New Delhi (AsiaNews) – Ieri la polizia indiana ha arrestato 259 tibetani e sei membri del comitato organizzatore che avevano da poco ripreso la “Marcia di ritorno in Tibet”, ferma da 13 giorni per lo stop imposto dalle forze dell’ordine. I manifestanti hanno percorso un tragitto di 16 km quando sono stati bloccati nei pressi di Berinag, villaggio distante 160 km dal confine fra India e Tibet. Altri 50 marciatori, fra i quali gli attivisti tibetani Tenzin Tsundue e Shingza Rinpoche del monastero di Sera, sono rimasti al campo base di Banspatan – nello stato dell’Uttarakhand – con l’intento di proseguire verso il Tibet nel caso in cui il cammino del primo gruppo fosse interrotto. Nel frattempo i presidenti e un coordinatore delle 5 organizzazioni non governative che hanno promosso la “Marcia” continuano ad essere detenuti nel carcere di Roshanabad, nei pressi di Haridwar.

In un’intervista ad AsiaNews Tenzin Choedon, uno dei portavoce del Tibetan People’s Uprising Movement – il Movimento di ribellione del popolo tibetani, ndr – sottolinea che “i marciatori sono intenzionati a raggiungere la meta e questi arresti non hanno minato il loro spirito. Non abbiamo intenzione di batterci con il governo indiano, così come non vogliamo offendere le autorità locali”. “Nella battaglia per la libertà – ribadisce l’attivista tibetano – vi sono ostacoli come quelli che ci troviamo ad affrontare in questi momenti, ma dovranno essere superati; la nostra è una missione all’insegna della non-violenza, e metteremo piede in Tibet”. “La fiamma olimpica – conclude Tenzin Choedon – dovrebbe attraversare le nostre terre il 19 giugno: e questo è semplicemente inaccettabile”.

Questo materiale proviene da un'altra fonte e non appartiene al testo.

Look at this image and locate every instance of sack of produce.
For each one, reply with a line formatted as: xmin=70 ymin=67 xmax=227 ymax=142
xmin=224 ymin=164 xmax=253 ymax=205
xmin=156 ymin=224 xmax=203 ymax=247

Partiti il 10 marzo (anniversario dell’occupazione cinese del Tibet nel 1959) da Mcloedganj, a Dharamsala, la sede del governo tibetano in esilio, i partecipanti alla “Marcia di ritorno” – ad oggi circa 300 persone divise in diversi gruppi – vogliono arrivare in Tibet a piedi in concomitanza con l’inizio delle Olimpiadi, l’8 agosto. Il loro cammino è stato più volte interrotto dalla polizia, l’ultima ieri pomeriggio alle 3.30 ora locali, quando un imponente sbarramento delle forze dell’ordine ha fermato i manifestati. Essi per protesta hanno subito incrociato le braccia e si sono seduti formando una catena umana; hanno inoltre intonato slogan e canti nei quali chiedevano alla Cina di abbandonare il Tibet. La polizia indiana li ha arrestati e al momento non è dato sapere dove siano stati portati.

Lhakpa Tsering, membro del Tibetan Youth Congress, sottolinea che “mentre la Cina si prepara a far sfilare la torcia olimpica in Tibet la prossima settimana, per ribadire il proprio dominio sul territorio”, la crescente repressione operata dalle autorità cinesi “peggiora le sofferenze del popolo tibetano” annichilito dalla “occupazione illegale” imposta da Pechino. “Il mio unico desiderio – afferma l’attivista – è quello di raggiungere il Tibet per riunirmi ai miei fratelli e sorelle, e fare in modo che il mondo sappia delle loro sofferenze”.